The analysis captures some key stylised features of lending relations:
· First, firms need external finance, which they obtain from banks.
· Second, the interaction between banks and firms is characterised by ”asymmetric information”. Banks therefore charge higher lending spreads when firms are riskier – that is, when they have higher leverage.
The researchers use the model to address two key normative questions:
· Should financial market conditions matter per se for policy – or should they only be taken into account to the extent that they affect output and inflation?
· Does an increase in credit spreads of the magnitude observed at the peak of the 2007-09 financial crisis warrant a decisive easing of the monetary policy stance?
The answer to the first question is that financial market conditions matter both for their repercussions for the wider economy and on their own account:
· On the one hand, higher credit spreads lead to an increase in lending rates and thus in the marginal cost of credit for firms. This increase is passed on to final prices and, as a result, it reduces demand and depresses output.
· On the other hand, a higher volatility of credit spreads is also undesirable on its own account because it produces an arbitrary redistribution of resources between lenders and borrowers.
The answer to the second question is that in reaction to a negative financial shock that leads to a sizeable increase in credit spreads – as experienced during the 2007-09 financial crisis – a sharp cut in policy interest rates is warranted.
The policy easing offsets the increase in mark-ups that firms implement to cope with the higher cost of credit and prevents a sharper fall in consumption and aggregate demand.
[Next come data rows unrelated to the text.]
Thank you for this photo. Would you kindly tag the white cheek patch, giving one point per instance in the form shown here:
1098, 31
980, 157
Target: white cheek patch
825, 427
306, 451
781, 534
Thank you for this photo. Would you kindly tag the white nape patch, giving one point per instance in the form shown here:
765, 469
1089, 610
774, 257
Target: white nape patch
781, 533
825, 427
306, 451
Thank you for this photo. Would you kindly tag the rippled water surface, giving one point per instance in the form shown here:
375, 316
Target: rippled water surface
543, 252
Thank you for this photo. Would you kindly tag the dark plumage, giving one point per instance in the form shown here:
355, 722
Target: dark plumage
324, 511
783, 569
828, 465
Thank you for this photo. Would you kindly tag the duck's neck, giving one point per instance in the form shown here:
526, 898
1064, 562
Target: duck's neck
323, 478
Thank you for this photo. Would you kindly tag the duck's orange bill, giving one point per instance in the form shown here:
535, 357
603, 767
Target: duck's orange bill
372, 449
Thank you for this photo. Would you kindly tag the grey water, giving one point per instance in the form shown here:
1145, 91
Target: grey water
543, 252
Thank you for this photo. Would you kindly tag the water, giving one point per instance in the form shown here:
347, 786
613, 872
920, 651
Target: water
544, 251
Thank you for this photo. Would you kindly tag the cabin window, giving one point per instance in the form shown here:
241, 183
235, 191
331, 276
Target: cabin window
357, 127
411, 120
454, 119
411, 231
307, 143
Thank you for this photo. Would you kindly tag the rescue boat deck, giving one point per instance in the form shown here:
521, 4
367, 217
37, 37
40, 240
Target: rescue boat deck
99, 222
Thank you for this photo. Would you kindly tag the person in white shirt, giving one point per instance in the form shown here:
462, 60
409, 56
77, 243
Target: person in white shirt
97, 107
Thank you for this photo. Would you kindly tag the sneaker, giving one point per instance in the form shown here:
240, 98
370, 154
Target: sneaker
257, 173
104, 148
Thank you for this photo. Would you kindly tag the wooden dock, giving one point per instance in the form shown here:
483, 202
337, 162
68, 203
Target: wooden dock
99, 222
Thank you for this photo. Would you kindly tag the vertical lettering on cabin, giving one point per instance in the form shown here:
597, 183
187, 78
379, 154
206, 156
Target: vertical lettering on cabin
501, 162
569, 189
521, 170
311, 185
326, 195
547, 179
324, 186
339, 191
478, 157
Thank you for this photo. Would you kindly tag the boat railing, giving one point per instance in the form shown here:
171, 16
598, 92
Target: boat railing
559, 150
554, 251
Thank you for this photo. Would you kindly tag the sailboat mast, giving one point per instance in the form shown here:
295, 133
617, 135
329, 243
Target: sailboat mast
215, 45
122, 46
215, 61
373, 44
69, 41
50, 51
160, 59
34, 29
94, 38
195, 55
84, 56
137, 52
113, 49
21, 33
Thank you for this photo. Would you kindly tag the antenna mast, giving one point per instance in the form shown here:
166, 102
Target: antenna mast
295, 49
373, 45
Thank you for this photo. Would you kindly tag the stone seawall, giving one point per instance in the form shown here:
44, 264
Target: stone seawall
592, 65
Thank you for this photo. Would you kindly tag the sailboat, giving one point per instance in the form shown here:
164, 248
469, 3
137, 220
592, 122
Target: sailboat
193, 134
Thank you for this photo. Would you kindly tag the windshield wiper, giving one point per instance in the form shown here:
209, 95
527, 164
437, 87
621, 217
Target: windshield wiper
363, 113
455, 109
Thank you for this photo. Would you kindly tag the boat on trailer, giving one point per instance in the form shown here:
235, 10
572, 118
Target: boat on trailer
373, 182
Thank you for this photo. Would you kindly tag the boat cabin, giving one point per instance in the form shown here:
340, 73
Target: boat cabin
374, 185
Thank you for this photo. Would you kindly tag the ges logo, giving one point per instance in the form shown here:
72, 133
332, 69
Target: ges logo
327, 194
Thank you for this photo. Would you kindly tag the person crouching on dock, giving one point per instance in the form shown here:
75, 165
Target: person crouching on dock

”Optimal Monetary Policy in a Model of the Credit Channel” by Fiorella De Fiore and Oreste Tristani is published in the September 2013 issue of the Economic Journal. Fiorella De Fiore is currently Adviser in the Financial Research Division of the Directorate General Research at the European Central Bank in Frankfurt. Oreste Tristani is currently Senior Adviser in the Directorate General Research at the European Central Bank in Frankfurt.